To get your audio into the port all you have to do is collect your audio into a buffer and call LoadVoiceChannel, supplying the handle of the port, the number of the voice channel you wish to use, a pointer to the audio data, the length of the audio, and the correct sound format.

C Code

void LoadAudio(HPORT hport, void* audio, int audiolength)
{
LV_SRE_LoadVoiceChannel(hport, 1, audio, audiolength, PCM_16KHZ);
}

C++ Code

void LoadAudio(LVSpeechPort &myport, void* audio, int audiolength)
{
myport.LoadVoiceChannel(1, audio, audiolength, PCM_16KHZ);
}

Streaming

In order to stream audio into the speech server, there are several parameters to set, as the Speech Engine must do voice activity detection (VAD), correctly identifying the beginning and end of speech. See Recommended Engine Settings.

If you are having problems with barge in or with the Engine chopping off words at the end of utterances, it is probably because of the way the streaming parameters are set. Please review the Recommended Engine Settings, Sensitivity Settings, and the SetStreamParameter pages.

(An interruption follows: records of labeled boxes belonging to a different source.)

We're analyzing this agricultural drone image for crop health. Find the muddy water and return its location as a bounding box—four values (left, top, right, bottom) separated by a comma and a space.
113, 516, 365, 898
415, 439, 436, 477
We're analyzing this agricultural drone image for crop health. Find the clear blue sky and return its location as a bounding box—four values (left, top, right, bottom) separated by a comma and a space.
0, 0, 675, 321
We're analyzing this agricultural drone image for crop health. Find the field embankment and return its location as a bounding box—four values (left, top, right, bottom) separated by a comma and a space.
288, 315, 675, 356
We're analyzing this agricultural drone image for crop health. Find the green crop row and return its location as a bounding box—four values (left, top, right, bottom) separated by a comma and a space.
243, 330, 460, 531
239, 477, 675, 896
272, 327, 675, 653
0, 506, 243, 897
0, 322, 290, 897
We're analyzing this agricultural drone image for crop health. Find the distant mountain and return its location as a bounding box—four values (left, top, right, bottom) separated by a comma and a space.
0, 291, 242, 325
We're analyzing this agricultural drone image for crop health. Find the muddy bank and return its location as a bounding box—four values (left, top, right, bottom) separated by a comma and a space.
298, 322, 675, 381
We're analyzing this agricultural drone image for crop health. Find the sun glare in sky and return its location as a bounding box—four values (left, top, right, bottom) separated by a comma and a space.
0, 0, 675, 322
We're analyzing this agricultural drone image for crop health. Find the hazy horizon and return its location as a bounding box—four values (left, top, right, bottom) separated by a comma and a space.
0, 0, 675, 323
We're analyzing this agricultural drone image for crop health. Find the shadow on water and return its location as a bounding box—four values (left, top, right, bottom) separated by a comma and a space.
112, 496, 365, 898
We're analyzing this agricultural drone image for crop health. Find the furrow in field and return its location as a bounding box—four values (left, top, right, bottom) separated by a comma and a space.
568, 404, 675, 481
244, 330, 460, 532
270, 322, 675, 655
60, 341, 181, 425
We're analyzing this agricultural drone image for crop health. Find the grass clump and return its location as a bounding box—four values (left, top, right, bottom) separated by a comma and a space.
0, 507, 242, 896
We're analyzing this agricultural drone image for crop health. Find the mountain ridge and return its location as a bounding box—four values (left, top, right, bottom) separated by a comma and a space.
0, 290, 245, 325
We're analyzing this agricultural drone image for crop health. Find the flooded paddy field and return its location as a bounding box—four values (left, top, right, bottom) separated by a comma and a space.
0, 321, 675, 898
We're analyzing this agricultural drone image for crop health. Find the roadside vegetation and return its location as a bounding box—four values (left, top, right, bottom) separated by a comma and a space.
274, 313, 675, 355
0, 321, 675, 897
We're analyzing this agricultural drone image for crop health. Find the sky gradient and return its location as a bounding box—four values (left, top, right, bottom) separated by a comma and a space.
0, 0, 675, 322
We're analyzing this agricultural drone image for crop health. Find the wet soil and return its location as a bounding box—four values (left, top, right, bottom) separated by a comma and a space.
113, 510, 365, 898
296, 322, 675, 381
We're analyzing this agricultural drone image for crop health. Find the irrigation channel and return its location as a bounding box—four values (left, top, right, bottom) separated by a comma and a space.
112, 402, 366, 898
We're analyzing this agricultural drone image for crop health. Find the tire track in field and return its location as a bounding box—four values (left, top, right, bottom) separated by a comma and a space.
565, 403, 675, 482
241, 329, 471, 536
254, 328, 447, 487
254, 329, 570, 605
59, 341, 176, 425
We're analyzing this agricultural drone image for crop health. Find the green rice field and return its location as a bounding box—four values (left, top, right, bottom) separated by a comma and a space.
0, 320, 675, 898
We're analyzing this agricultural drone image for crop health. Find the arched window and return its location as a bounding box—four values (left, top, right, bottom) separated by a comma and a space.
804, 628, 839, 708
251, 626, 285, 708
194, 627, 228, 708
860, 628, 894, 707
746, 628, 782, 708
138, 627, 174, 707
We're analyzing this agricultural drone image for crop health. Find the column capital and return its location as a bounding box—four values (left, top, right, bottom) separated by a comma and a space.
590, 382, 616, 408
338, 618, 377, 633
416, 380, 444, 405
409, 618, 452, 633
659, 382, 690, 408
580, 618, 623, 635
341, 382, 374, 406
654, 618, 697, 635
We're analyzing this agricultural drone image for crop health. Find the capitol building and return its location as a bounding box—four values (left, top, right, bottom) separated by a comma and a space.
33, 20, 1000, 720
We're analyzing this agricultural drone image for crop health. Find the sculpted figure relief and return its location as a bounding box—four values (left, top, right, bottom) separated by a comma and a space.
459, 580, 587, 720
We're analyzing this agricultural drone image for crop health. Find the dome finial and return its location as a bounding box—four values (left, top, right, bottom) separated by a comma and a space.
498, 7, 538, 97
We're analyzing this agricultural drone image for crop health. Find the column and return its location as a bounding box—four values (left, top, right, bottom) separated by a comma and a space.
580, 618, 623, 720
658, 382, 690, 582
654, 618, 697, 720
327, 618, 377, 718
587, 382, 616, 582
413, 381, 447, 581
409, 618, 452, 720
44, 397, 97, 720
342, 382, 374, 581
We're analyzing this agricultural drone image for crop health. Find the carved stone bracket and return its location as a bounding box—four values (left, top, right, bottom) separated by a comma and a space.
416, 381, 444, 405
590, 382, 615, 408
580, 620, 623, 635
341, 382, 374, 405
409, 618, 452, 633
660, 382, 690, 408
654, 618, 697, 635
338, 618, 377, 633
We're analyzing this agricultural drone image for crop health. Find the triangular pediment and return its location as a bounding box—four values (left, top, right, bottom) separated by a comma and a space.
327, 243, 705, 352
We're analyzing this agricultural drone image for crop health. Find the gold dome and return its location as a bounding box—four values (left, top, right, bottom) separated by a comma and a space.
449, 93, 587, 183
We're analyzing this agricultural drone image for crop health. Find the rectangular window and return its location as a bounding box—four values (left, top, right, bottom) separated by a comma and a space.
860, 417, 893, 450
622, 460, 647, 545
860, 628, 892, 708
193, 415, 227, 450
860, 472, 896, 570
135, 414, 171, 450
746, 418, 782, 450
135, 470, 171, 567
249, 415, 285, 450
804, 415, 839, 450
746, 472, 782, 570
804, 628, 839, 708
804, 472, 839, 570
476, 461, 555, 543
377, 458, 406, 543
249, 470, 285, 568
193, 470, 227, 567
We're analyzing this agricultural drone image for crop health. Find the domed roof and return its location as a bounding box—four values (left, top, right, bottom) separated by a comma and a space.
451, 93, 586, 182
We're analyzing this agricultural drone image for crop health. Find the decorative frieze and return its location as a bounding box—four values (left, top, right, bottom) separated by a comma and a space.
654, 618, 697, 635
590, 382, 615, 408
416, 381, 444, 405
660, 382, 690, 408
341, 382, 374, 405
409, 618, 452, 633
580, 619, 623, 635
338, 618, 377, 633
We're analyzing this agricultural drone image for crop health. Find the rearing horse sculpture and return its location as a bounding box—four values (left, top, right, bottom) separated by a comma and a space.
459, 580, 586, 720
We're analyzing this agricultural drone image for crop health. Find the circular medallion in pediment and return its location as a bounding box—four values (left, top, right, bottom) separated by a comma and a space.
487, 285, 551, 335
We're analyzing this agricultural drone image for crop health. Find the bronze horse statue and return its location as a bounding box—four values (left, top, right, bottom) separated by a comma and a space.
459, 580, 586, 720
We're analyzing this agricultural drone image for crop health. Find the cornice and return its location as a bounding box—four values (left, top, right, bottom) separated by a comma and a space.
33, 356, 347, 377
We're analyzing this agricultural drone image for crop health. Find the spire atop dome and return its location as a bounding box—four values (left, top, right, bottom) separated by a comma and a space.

The code below will set up streaming and set the stream parameters to the most commonly used settings.

C Code

LV_SRE_StreamSetParameter(hport, STREAM_PARM_DETECT_BARGE_IN, 1);
LV_SRE_StreamSetParameter(hport, STREAM_PARM_DETECT_END_OF_SPEECH, 1);
LV_SRE_StreamSetParameter(hport, STREAM_PARM_AUTO_DECODE, 1);
LV_SRE_StreamSetParameter(hport, STREAM_PARM_VOICE_CHANNEL, 1);
LV_SRE_StreamSetParameter(hport, STREAM_PARM_GRAMMAR_SET, LV_ACTIVE_GRAMMAR_SET);

C++ Code

// The port gets opened and initialized.
LVSpeechPort port;
port.CreateClient();
// ...

// Let the port detect beginning and end of speech,
// and handle the speech decoding automatically
port.StreamSetParameter(STREAM_PARM_DETECT_BARGE_IN, 1);
port.StreamSetParameter(STREAM_PARM_DETECT_END_OF_SPEECH, 1);
port.StreamSetParameter(STREAM_PARM_AUTO_DECODE, 1);

// Pick a voice channel to record audio and send responses to.
port.StreamSetParameter(STREAM_PARM_VOICE_CHANNEL, 1);

// If you wish to use your activated SRGS grammars, the grammar set
// must be LV_ACTIVE_GRAMMAR_SET
port.StreamSetParameter(STREAM_PARM_GRAMMAR_SET, LV_ACTIVE_GRAMMAR_SET);

The rest of this example will be in C++. Suppose we have an interface that intermittently provides audio to us. For simplicity, assume it always sends audio in u-Law 8KHz:

Example

typedef bool (*AudioStreamCallback)(char* audio_chunk,
int audio_length,
void* user_data)
class AudioStreamer
{
public:
// Non-blocking function. Sends audio through the callback function
// at regular intervals on a separate thread. It will stop sending
// audio if the callback returns "false".
void StartStream(AudioStreamCallback cb, void* user_data);

// The audio thread will stop sending audio through the callback if
// StopStream is called. When StopStream returns, the audio thread
// is no longer sending.
void StopStream();

// constructors, destructors, hardware hooks, etc.
// ...
};

The speech port also has a callback mechanism for letting the user know what state of processing it is in.

Example

typedef void (*StreamStateChangeFn)(int new_state,
unsigned int total_bytes,
unsigned int recorded_bytes,
void* user_data);

We can connect our speech port and the audio streamer together by way of their callbacks.

Example

struct SimpleRecognizer
{
LVSpeechPort port;
AudioStreamer audio;
};

bool AudioCB(char* audio_chunk, int audio_length, void* user_data)
{
SimpleRecognizer* self = (SimpleRecognizer*)user_data;
self -> port.StreamSendData (audio_chunk, audio_length);
return true;
}

static void PortCB(int new_state, unsigned int total_bytes,
unsigned int recorded_bytes,
void* user_data)
{
SimpleRecognizer* self = (SimpleRecognizer*)user_data;
switch (new_state)
{
case STREAM_STATUS_READY:
self -> audio.StartStream(AudioCB, self);
break;
case STREAM_STATUS_STOPPED:
case STREAM_STATUS_END_SPEECH:
self -> audio.StopStream();
// Retrieve answers: we will define this later
break;
case STREAM_STATUS_BARGE_IN:
// Stop playing prompt
break;
}
}

Now all that has to happen is to plug the PortCB function into the port.

Example

SimpleRecognizer reco;

// Initialize the speech port and the audio streamer
// ...
// Start the stream.
reco.port.StreamSetStateChangeCallBack(PortCB, &reco);
reco.port.StreamSetParameter(STREAM_PARM_SOUND_FORMAT, ULAW_8KHZ);

// StreamStart will put the port into the STREAM_STATUS_READY state, which
// will trigger the audio streamer to start sending audio to the port.
reco.port.StreamStart();